James Deas (1827 – 1899) was a 19th-century Scottish harbour engineer.

==Life==
He was born on 30 October 1827 in Edinburgh the son of James Deas (1794–1856) from Leslie in Fife and his wife, Elizabeth Cairns. From 1841 he was apprenticed to the civil engineer, John Miller, at 1 Brandfield Place.

By 1851 he was living with his parents at High Cample village in Dumfriesshire. His father, also a railway engineer, had remarried by this stage. There were nine children in the family, presumably from both wives. Soon after James junior became Chief Engineer to the Edinburgh and Glasgow Railway Company.
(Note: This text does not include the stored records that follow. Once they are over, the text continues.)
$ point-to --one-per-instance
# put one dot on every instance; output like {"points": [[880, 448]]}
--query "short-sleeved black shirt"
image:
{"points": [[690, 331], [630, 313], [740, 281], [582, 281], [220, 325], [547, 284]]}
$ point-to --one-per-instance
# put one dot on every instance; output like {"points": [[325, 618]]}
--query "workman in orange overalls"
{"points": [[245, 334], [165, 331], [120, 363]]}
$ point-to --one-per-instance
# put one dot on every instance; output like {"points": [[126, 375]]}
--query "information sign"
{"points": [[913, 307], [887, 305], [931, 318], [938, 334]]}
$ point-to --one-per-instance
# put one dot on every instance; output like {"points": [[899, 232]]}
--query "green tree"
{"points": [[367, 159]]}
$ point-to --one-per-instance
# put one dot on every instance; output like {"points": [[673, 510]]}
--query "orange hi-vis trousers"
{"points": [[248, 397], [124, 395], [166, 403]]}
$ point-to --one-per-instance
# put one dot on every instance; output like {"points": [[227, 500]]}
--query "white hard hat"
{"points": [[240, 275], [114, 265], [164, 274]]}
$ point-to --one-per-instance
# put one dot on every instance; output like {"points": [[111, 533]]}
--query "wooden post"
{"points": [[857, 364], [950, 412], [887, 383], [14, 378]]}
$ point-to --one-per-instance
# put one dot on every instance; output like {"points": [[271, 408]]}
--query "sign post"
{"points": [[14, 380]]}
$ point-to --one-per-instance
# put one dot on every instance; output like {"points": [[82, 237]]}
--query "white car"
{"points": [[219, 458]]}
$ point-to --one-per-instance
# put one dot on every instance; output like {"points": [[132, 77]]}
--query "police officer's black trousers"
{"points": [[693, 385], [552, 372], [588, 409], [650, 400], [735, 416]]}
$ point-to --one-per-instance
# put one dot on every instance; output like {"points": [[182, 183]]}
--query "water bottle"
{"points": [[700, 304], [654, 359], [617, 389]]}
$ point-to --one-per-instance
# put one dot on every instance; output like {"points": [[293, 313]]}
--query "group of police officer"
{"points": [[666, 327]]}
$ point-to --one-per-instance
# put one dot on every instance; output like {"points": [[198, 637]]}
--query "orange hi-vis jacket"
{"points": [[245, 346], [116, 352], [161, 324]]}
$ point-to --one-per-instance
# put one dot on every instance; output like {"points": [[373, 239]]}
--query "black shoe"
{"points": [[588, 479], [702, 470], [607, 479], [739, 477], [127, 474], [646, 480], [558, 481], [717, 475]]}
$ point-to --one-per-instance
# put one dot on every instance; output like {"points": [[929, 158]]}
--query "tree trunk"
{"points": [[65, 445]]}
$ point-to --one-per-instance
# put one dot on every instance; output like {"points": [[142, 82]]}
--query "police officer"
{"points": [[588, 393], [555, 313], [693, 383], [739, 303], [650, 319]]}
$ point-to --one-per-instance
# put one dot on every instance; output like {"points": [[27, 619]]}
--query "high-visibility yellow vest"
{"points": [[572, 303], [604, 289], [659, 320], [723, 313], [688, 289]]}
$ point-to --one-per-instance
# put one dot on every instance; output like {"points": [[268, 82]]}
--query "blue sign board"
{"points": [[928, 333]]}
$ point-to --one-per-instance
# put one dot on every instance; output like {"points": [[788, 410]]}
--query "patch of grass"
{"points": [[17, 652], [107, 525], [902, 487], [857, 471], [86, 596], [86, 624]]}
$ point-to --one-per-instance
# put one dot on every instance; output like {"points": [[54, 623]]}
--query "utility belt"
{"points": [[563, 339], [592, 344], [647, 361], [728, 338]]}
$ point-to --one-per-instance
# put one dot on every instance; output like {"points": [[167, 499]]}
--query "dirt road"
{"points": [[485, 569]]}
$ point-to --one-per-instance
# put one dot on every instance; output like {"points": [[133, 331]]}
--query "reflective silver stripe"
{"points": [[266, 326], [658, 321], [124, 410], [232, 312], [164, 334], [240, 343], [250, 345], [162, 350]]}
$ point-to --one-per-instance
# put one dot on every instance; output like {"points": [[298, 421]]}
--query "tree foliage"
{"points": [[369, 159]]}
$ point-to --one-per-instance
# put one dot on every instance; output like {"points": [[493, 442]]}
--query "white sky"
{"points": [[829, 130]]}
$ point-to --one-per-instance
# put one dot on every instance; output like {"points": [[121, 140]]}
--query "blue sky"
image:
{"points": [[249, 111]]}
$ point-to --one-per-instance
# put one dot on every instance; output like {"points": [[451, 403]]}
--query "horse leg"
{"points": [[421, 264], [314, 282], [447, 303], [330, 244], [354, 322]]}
In 1869, aged only 42, he was appointed Chief Engineer to the Clyde Navigation Trust in succession to John Ure. He remained in this role for 30 years, during the golden days of Clyde shipbuilding. Under his control the area of the docks was greatly increased and the depth of the River Clyde was increased by 2m for a length of 25 km.

James died of a heart attack on 29 December 1899 whilst eating lunch at Daniel Brown's Restaurant at 79 St Vincent Street in Glasgow. He is buried in one of the north–south rows on the upper section of the Glasgow Necropolis. His grave was sculpted by John Mossman.

==Principal works==
See
- Govan Graving Docks (1869 and 1883)
- Windmillcroft Quay (1877)
- Princes Dock (1887)

==Family==

James was married to Isabella Orr (1839–1920).